Topic of the week for anyone with one eye on Edinburgh heritage matters has been the plight of the city’s favourite dog and his fast-disappearing muzzle.
Over the past five years a new tradition has emerged whereby visitors to our city are encouraged to rub the famous canine’s nose for good luck, much to the infuriation of some locals. The diminutive statue, as everyone knows, is supposed to have a uniform black patina covering it from head to paw, but at the moment his face is in a bit of a state. The patina around this area has been rubbed off so extensively that the bronze beneath is clearly visible. The phenomenon was started in 2012 by a tour firm keen to add value to an already brilliant wee tale. Tourists were told that good fortune was to be had if they gave Bobby a wee rub on the snout. The practice spread like wildfire and forced the council to spend a good few bob repairing the damage. The restoration proved to be short-lived when the new patina was forcibly removed in an acid attack.

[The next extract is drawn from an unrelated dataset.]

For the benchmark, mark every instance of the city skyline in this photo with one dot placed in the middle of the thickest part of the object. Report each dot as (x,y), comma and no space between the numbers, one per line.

Of course this tradition of touching a public statue for good luck is not a new thing. The round bits of Dublin’s Molly Malone are a very different shade to the rest of her body and in the Vatican, St Peter’s feet resemble a pair of microwaved shoe horns after being eroded away by generations of eager worshippers.
Here in Edinburgh, rubbing David Hume’s big toe is said to bring good vibes - a fact that sculptor Sandy Stoddart is said to love, yet a superstition that the famous philosopher would probably have abhorred - while the statue of Wojtek the solider bear in Princes Street Gardens already has a lovely bright nose despite being erected very recently.
Interestingly, however, there seems to be far less outcry over the touching of these two statues. Greyfriars Bobby, it seems, is a very different matter.
For all my life I can never remember this wee dog looking so bad, and I think that’s the real problem. Edinburgh residents are not famed for embracing change too readily unless it is perceived to be a definite improvement, and this change certainly isn’t.
But, since he was installed in 1872, this act of vandalism (if we can actually call it that), is nowhere near the worst the dug has encountered.
In June 1954, Bobby was knocked down in a hit ‘n’ run that took chunks out his handsome marble plinth, and in 1963 he was even stolen by a group of university students. 1979 and 1981 also saw vandals douse the poor pooch in paint.
Like many others, I may not agree with all this Bobby rubbing, but I suppose there are far more pressing matters to be concerned with. I just hope wee Bobby isn’t slowly turning into Edinburgh’s version of the Sphinx.